No single point of failure
DSE Hadoop supports a peer-to-peer, distributed cluster for running MapReduce jobs. Being peers, any node in the cluster can load data files, and any analytics node can assume the responsibilities of Job Tracker for MapReduce jobs.
Job Tracker management
DSE Hadoop can automatically select Job Tracker and reserve Job Tracker nodes that take over in the event of a problem that would affect availability. The Job Tracker and reserve Job Tracker nodes can also be explicitly set.
Multiple Job Trackers
You can run one or more Job Tracker services across multiple datacenters and create multiple keyspaces per datacenter.

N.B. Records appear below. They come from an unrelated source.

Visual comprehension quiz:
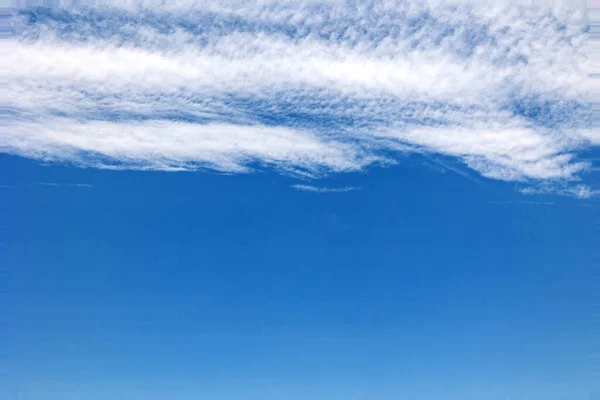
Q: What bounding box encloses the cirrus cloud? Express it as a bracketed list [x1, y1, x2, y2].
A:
[1, 0, 597, 196]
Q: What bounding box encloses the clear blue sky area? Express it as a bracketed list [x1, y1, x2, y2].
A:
[2, 153, 597, 400]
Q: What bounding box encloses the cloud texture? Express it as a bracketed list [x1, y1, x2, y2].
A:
[2, 0, 597, 195]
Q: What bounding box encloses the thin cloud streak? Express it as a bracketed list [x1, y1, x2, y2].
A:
[490, 200, 555, 205]
[36, 182, 94, 188]
[292, 184, 360, 193]
[519, 185, 598, 199]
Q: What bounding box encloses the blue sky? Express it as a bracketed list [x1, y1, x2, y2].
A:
[3, 152, 598, 400]
[2, 0, 599, 399]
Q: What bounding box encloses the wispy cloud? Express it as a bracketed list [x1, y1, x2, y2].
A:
[519, 185, 598, 199]
[292, 184, 360, 193]
[1, 0, 596, 196]
[36, 182, 94, 188]
[490, 200, 555, 205]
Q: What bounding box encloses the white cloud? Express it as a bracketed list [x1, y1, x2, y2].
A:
[375, 126, 588, 181]
[1, 0, 597, 196]
[2, 118, 371, 173]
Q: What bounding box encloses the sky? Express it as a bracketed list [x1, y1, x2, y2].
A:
[1, 0, 600, 400]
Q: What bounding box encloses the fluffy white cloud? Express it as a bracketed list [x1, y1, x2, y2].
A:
[1, 0, 596, 196]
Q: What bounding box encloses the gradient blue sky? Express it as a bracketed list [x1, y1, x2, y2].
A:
[2, 0, 600, 399]
[3, 151, 598, 400]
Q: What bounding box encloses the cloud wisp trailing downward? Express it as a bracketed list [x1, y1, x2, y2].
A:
[1, 0, 597, 195]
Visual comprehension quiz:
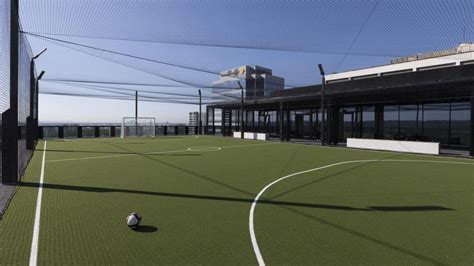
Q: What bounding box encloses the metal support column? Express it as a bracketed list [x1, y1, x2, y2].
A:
[212, 107, 215, 135]
[328, 105, 340, 145]
[318, 64, 326, 146]
[198, 89, 202, 135]
[2, 0, 20, 183]
[27, 60, 35, 150]
[374, 104, 384, 139]
[58, 126, 64, 139]
[279, 101, 284, 141]
[238, 81, 244, 139]
[470, 87, 474, 156]
[135, 91, 138, 136]
[205, 106, 209, 134]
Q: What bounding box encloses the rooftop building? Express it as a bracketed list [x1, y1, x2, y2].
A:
[212, 65, 284, 99]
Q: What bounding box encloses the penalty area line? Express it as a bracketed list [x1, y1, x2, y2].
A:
[29, 141, 47, 266]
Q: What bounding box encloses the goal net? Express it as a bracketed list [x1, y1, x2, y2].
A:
[121, 117, 156, 138]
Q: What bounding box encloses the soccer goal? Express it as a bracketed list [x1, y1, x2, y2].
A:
[121, 117, 156, 138]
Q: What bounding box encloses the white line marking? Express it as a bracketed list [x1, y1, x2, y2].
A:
[29, 141, 47, 266]
[220, 143, 277, 149]
[186, 146, 222, 152]
[249, 159, 474, 265]
[46, 142, 275, 163]
[46, 149, 189, 163]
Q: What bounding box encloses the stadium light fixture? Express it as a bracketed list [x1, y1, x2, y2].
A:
[37, 71, 45, 80]
[318, 64, 325, 76]
[318, 64, 326, 146]
[32, 48, 47, 60]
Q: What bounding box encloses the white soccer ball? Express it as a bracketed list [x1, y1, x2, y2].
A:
[126, 212, 142, 229]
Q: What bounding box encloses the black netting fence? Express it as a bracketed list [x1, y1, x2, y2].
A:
[18, 32, 34, 176]
[0, 0, 39, 184]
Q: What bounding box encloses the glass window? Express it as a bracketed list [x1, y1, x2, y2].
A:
[422, 103, 449, 145]
[82, 127, 95, 138]
[156, 126, 164, 136]
[167, 126, 175, 135]
[64, 126, 78, 138]
[342, 107, 356, 140]
[450, 102, 470, 148]
[99, 127, 110, 137]
[43, 127, 59, 139]
[362, 106, 375, 139]
[399, 105, 420, 140]
[115, 126, 121, 137]
[214, 108, 222, 126]
[384, 105, 399, 139]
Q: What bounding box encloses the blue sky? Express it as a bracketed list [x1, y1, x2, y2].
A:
[18, 0, 473, 124]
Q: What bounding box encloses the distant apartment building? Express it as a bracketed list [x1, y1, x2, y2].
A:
[189, 112, 206, 126]
[212, 65, 284, 100]
[189, 112, 199, 126]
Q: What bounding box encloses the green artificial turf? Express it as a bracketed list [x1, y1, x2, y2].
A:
[0, 136, 473, 265]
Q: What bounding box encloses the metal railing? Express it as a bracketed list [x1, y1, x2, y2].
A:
[38, 125, 203, 139]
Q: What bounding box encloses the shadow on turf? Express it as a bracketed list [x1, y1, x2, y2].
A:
[37, 149, 202, 156]
[134, 225, 158, 233]
[281, 206, 445, 265]
[102, 141, 256, 196]
[19, 182, 453, 212]
[268, 153, 405, 201]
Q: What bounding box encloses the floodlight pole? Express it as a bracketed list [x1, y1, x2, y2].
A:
[198, 89, 202, 135]
[318, 64, 326, 146]
[31, 48, 47, 146]
[135, 90, 138, 136]
[238, 81, 244, 139]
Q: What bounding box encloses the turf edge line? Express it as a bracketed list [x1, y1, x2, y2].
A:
[249, 159, 474, 265]
[29, 141, 47, 266]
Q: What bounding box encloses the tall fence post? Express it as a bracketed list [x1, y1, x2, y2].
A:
[94, 126, 100, 138]
[58, 126, 64, 138]
[2, 0, 20, 183]
[26, 59, 35, 150]
[470, 87, 474, 157]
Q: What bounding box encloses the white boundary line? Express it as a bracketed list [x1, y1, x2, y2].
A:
[249, 159, 474, 265]
[29, 141, 47, 266]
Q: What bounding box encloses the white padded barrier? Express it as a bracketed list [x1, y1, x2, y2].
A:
[256, 133, 269, 141]
[233, 132, 268, 141]
[347, 138, 440, 155]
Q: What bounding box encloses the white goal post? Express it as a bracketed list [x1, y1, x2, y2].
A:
[121, 117, 156, 138]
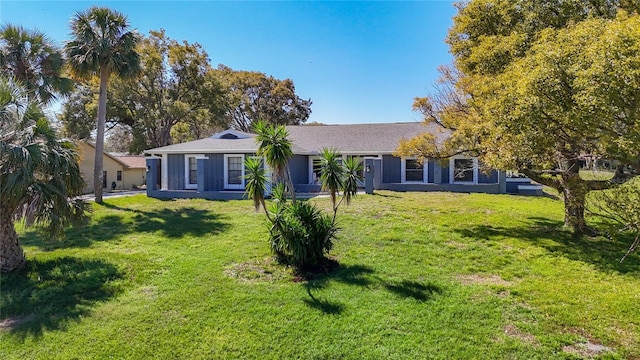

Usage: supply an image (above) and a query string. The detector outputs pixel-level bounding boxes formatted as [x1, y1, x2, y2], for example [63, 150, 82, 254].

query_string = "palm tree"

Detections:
[0, 77, 88, 273]
[65, 6, 140, 203]
[319, 147, 344, 210]
[243, 156, 271, 219]
[341, 155, 363, 206]
[0, 24, 73, 104]
[253, 121, 295, 200]
[319, 149, 363, 221]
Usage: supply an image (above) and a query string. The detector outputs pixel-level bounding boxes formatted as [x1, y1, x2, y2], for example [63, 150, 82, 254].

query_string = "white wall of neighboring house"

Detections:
[77, 142, 146, 194]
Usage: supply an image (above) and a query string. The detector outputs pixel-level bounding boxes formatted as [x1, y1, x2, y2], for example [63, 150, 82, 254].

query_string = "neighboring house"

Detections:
[144, 122, 542, 200]
[77, 142, 146, 194]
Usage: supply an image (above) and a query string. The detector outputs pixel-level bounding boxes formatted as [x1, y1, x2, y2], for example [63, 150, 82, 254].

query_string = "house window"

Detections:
[184, 154, 203, 190]
[450, 157, 478, 184]
[102, 171, 107, 188]
[117, 170, 122, 181]
[224, 154, 244, 189]
[309, 156, 323, 184]
[401, 158, 427, 183]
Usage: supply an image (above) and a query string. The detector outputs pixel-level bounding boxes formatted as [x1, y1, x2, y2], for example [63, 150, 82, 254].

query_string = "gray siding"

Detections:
[203, 153, 225, 191]
[382, 155, 401, 183]
[427, 161, 434, 183]
[289, 155, 309, 185]
[167, 154, 185, 190]
[441, 163, 449, 184]
[478, 169, 499, 184]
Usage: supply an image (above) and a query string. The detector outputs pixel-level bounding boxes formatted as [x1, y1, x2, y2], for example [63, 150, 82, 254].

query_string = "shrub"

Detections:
[269, 193, 336, 267]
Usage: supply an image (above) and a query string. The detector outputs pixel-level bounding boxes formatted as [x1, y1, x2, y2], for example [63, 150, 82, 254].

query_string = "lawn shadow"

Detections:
[302, 264, 375, 315]
[21, 201, 230, 250]
[0, 256, 122, 338]
[302, 263, 443, 314]
[384, 280, 442, 302]
[454, 217, 639, 275]
[372, 192, 402, 199]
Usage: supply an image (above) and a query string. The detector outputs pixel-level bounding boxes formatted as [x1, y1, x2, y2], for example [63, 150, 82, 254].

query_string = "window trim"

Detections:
[401, 157, 428, 183]
[309, 156, 323, 185]
[224, 154, 245, 190]
[449, 156, 478, 184]
[117, 170, 122, 181]
[184, 154, 204, 190]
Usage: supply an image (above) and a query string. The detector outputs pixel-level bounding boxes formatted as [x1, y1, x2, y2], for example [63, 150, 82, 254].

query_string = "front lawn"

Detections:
[1, 192, 638, 359]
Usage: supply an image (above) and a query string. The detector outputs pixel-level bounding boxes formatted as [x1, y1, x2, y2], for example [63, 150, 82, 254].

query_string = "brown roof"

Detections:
[113, 156, 147, 169]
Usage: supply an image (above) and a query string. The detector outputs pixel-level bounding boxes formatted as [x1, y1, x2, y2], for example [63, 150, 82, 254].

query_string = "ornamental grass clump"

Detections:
[244, 123, 362, 270]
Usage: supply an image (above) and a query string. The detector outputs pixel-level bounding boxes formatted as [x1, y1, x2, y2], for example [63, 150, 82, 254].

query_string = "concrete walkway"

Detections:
[79, 189, 146, 201]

Using this capability has performance, data replication, and other benefits.
Hadoop MapReduce with multiple Cassandra File Systems (CFS)
Cassandra File System (CFS) is a Hadoop Distributed File System (HDFS)-compatible storage layer. DataStax Enterprise replaces HDFS with CFS to run MapReduce jobs on Cassandra's peer-to-peer, fault-tolerant, and scalable architecture. You can create additional CFS to organize and optimize data.
Analytics without ETL
Using DSE Hadoop, you run MapReduce jobs directly against data in Cassandra. You can perform real-time and analytics workloads at the same time without one workload affecting the performance of the other. Starting some cluster nodes as Hadoop analytics nodes and others as pure Cassandra real-time nodes automatically replicates data between nodes.
Hive support
Hive, a data warehouse system, facilitates data summarization, ad hoc queries, and the analysis of large data sets that are stored in Hadoop-compatible file systems. Any ODBC or JDBC compliant user interface connects to Hive from the server. Using the Cassandra-enabled Hive MapReduce client in DataStax Enterprise, you project a relational structure onto Hadoop data in CFS, and query the data using CQL, an SQL-like language.
Pig support
The Cassandra-enabled Pig MapReduce client that is included with DSE Hadoop is a high-level platform for creating MapReduce programs to use with Hadoop. You can analyze large data sets by running jobs in MapReduce mode and Pig programs directly on data that is stored in Cassandra.
Mahout support
Apache Mahout, included with DSE Hadoop, offers machine learning libraries. Machine learning improves a system, such as the system that recreates the Google Priority Inbox, based on past experience or examples.